On becoming a Quant
Mark Joshi, our friend and colleague, sadly died in October of 2017 but his short guide "On becoming a Quant" has consistently been one of the most popular articles here at MoneyScience. After the success of the article below - he went on to collaborate with Nicholas Denson and Andrew Downes to produce a book, "Quant Job Interview Questions and Answers" which you can find on Amazon.com and Amazon.co.uk.

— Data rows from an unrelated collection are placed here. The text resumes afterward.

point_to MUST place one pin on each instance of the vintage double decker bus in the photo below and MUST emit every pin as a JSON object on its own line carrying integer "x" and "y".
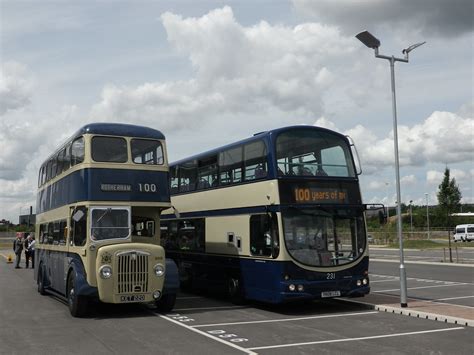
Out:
{"x": 100, "y": 196}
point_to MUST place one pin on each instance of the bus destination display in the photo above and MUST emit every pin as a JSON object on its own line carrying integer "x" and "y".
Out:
{"x": 319, "y": 195}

What sorts of quant are there?
(1) Front office/desk quant
(2) Model validating quant
(3) Research quant
(4) Quant developer
(5) Statistical arbitrage quant
(6) Capital quant
A desk quant implements pricing models directly used by traders.Main plusses close to the money and opportunities to move into trading. Minuses can be stressful and depending on the outfit may not involve much research.
A model validation quant independently implements pricing models in order to check that front office models are correct. Plusses more relaxed, less stressful. Minusses model validation teams can be uninspired and far from the money.
A Research quant tries to invent new pricing approaches and sometimes carries out blue-sky research. Plusses it's interesting and you learn a lot more. Minusses sometimes hard to justify your existence.
A Quant developer, a glorifed programmer but well-paid and easier to find a job. This sort of job can vary a lot. It could be coding scripts quickly all the time, or working on a large system debugging someone else's code.
A Statistical arbitrage quant, works on finding patterns in data to suggest automated trades. The techniques are quite different from those in derivatives pricing. This sort of job is most commonly found in hedge funds. The return on this type of position is highly volatile!
A capital quant works on modelling the bank's credit exposures and capital requirements. This is less sexy than derivatives pricing but is becoming more and more important with the advent of the Basel II banking accord. You can expect decent (but not great) pay, less stress and more sensible hours. There is currently a drive to mathematically model the chance of operational losses through fraud etc, with mixed degrees of success.
People do banking for the money, and you tend to get paid more the closer you are to where the money is being made. This translates into a sort of snobbery where those close to the money look down on those who aren't. As a general rule, moving away from the money is easy, moving towards it is hard.